The National – Feb. 13, 2016 – MORE than 200 MPs and peers – including over 20 SNP members – have called on the UK Government to strengthen its policy on Iran, and make any improvement in relations conditional on the country ending human rights abuses.
A nine-strong cross-party delegation was in Paris yesterday and met senior members of the Iranian opposition in exile, the National Council of Resistance of Iran (NCRI), including its President elect Maryam Rajavi.
Former Welsh Secretary David Jones, who led the delegation, said: “The meeting and the policy recommendations come as Iran’s regime has faced scrutiny by United Nations bodies over its abysmal human rights record and exactly two weeks before Iran’s Parliamentary and Assembly of Experts sham elections, where candidates are strictly filtered and unrepresentative of the people’s desires.
“Iran has the highest per capita execution rate in the world. Political suppression has intensified over the past two years under the presidency of Hassan Rouhani. Iran continues with its destructive meddling in Syria, Iraq and Yemen.”

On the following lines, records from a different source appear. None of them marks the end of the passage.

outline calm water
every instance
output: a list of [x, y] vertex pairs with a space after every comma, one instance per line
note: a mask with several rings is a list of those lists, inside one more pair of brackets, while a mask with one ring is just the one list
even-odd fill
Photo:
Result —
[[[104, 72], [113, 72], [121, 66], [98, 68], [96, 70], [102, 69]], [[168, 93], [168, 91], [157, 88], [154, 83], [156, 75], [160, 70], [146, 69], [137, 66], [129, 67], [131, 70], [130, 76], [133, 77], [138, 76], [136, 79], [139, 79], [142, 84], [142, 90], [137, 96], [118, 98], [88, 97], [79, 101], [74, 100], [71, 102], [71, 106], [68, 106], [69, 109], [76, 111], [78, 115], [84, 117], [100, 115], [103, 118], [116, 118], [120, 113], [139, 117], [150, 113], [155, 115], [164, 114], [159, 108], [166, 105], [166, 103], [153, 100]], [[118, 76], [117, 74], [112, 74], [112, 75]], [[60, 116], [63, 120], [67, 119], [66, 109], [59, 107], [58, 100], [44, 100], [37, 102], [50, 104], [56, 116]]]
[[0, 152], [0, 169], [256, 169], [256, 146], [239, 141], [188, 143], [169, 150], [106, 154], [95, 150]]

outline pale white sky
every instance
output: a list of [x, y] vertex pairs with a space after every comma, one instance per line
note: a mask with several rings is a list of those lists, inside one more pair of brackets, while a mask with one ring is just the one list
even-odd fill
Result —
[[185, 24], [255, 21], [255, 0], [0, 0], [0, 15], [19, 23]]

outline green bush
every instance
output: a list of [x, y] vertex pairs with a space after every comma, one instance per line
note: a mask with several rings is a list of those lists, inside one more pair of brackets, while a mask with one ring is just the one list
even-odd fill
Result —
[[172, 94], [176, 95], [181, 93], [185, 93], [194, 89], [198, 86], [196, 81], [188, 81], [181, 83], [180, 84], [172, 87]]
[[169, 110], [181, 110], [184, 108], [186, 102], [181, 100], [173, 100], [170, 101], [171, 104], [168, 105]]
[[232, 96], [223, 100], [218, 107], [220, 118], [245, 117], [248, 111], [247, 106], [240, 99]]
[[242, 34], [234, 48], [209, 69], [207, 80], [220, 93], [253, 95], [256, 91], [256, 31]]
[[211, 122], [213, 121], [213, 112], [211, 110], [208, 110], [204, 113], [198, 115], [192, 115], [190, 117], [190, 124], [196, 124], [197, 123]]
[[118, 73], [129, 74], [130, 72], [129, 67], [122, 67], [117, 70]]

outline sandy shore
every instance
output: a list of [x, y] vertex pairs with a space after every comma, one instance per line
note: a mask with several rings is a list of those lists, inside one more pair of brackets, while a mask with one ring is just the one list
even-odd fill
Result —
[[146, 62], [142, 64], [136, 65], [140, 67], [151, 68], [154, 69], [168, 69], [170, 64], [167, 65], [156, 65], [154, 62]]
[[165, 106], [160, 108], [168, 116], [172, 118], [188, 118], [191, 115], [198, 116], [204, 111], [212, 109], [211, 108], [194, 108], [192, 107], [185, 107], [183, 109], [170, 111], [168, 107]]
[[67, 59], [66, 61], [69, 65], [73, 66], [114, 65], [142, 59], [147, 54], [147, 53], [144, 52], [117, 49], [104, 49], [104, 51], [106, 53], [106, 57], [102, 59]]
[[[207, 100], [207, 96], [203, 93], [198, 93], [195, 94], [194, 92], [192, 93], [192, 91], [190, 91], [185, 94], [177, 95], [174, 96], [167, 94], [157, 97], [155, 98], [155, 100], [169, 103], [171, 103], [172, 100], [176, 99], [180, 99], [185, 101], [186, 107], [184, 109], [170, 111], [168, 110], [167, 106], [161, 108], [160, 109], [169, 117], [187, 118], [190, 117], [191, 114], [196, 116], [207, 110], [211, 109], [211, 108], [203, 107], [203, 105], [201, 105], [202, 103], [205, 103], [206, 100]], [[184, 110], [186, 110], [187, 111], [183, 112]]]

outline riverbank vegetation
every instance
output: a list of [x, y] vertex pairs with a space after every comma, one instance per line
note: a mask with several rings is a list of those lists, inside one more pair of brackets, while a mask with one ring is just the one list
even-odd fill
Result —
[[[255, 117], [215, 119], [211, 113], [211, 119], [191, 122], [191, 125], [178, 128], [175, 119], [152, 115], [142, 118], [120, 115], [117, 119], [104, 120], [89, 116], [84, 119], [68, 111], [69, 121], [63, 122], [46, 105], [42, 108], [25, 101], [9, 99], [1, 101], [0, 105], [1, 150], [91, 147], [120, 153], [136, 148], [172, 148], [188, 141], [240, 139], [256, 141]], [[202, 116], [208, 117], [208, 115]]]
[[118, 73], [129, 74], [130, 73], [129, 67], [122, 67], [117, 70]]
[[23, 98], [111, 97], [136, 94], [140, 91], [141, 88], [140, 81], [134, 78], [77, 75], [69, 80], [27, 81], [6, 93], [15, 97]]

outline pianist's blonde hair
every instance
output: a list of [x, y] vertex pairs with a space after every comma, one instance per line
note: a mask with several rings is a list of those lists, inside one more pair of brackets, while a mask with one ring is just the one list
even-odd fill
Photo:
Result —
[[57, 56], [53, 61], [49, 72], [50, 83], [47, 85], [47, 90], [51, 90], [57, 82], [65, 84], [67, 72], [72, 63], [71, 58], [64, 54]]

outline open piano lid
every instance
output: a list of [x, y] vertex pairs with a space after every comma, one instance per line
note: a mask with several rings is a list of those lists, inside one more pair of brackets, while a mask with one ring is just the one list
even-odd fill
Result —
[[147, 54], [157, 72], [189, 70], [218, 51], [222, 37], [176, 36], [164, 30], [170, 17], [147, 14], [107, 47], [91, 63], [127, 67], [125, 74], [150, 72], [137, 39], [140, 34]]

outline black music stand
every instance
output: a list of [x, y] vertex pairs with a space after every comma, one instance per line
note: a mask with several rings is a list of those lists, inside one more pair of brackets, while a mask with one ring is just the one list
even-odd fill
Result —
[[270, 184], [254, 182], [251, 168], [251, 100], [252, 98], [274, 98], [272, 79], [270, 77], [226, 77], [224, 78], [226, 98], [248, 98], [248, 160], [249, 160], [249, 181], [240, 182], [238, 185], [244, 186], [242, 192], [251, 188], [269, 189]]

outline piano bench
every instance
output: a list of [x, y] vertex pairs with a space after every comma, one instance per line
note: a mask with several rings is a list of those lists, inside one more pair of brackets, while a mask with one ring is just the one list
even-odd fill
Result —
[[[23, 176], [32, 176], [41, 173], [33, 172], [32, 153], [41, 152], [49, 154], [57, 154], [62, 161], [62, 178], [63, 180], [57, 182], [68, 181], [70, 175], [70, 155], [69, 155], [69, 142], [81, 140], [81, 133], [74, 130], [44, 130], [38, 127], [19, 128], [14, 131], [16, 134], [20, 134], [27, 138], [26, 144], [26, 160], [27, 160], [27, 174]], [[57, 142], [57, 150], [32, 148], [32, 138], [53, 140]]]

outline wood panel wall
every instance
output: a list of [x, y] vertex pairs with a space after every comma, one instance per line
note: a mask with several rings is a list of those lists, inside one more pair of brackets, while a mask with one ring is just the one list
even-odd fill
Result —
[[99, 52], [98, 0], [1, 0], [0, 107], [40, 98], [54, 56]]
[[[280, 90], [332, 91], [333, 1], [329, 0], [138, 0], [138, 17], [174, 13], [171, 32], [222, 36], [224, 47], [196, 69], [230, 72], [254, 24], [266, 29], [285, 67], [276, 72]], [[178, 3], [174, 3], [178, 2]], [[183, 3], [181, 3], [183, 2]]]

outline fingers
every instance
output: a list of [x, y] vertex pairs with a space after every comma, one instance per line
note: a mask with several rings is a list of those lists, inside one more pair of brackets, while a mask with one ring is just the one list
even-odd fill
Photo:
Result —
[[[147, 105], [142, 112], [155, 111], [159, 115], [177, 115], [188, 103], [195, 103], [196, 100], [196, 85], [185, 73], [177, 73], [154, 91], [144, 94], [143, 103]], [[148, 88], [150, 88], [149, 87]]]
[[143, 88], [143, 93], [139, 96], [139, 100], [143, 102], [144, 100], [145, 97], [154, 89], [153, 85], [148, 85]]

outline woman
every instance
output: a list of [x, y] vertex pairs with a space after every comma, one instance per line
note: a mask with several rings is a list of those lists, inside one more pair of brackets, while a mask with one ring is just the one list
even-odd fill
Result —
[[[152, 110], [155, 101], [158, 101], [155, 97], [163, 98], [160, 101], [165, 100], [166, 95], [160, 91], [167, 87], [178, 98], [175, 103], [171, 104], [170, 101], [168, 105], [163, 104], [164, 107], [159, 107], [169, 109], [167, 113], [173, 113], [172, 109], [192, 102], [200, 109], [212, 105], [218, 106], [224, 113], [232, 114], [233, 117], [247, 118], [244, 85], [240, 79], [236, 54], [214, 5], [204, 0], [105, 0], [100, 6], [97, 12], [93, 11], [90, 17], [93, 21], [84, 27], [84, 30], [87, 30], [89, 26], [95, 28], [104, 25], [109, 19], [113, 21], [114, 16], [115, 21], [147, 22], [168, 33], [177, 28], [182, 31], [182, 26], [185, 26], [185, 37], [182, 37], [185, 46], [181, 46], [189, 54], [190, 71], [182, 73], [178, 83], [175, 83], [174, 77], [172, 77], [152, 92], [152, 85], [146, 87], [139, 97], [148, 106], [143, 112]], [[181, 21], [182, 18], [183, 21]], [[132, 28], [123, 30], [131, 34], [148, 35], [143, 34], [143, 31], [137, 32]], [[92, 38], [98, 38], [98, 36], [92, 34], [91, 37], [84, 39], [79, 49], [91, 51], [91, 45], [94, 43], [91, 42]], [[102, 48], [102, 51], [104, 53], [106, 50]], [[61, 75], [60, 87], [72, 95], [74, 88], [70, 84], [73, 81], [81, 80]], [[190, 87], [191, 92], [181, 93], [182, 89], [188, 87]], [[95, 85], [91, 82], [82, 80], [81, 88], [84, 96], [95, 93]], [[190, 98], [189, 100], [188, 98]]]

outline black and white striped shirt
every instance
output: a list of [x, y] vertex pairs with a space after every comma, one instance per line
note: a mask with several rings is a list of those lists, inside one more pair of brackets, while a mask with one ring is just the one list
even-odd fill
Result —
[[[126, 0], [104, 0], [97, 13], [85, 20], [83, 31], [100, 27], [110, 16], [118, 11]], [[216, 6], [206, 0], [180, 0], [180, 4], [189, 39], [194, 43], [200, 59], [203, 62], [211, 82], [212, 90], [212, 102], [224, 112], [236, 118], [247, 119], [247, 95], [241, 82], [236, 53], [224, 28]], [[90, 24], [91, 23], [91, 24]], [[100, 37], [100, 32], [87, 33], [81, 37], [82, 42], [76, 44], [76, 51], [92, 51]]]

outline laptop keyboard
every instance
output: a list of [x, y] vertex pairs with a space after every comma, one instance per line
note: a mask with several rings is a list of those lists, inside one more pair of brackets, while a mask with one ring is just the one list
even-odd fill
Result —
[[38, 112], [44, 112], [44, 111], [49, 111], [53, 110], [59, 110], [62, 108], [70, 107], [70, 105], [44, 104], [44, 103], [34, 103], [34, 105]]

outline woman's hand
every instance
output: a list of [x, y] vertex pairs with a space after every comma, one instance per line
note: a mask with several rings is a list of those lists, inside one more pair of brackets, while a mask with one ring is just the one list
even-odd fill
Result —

Jones said they shared Rajavi’s view that little had changed after the West lifted its sanctions on Iran.
She told the gathering: “Some apologists claimed that after the nuclear agreement, the Iranian regime would move towards moderation.
“Yet, we can see that the situation is otherwise. Human rights abuses in Iran have worsened after the nuclear deal, as has the mullahs’ meddling and aggression in Syria.”
She added that the theocracy of the mullahs was a source of inspiration for two basic tendencies – extremism under the banner of Islam and retaliation against the West.
“The outcome of these two tendencies are terrorist attacks in Europe,” she said.
“The Iranian regime continues to repress the people domestically and export terror in the region. It has dispatched Revolutionary Guards (IRGC) commanders and foreign mercenaries to fight for Bashar Assad in Syria.
“The NCRI is the legitimate opposition to this regime.
“Our Government, along with our Western allies, has pursued a conciliatory policy toward Iran, hoping that would encourage the Iranian regime to change its behavior. In this respect the Iranian opposition and the desire of the Iranian people for change were ignored. It is time to abandon that misguided approach.”
The cross-parliamentary group urged the UK Government to ensure that human rights were a central factor in its relations with Iran.
“We must make it clear to the rulers of Iran that their behavior towards their own people is unacceptable,” they wrote. “We must not turn a blind eye to the grave violations of human rights in Iran.”
They said Iran remained the source of instability in the Middle East and the UK “should support our allies in the region to stand up against Iran’s growing meddling”.
The group said the Government had to engage with the NCRI, and that they supported the 10-point plan put forward by Rajavi, which called for “a democratic and non-nuclear Iran with separation of religion and state, gender equality and elimination of all religious and ethnic discrimination”.
Martyn Day, the MP for Linlithgow and Falkirk East told The National: “I think the UK Government should be putting more pressure on the Iranian Government over human rights issues. They’ve already taken the line that they’re against the death penalty, which I agree with, but they should be arguing that more vocally.”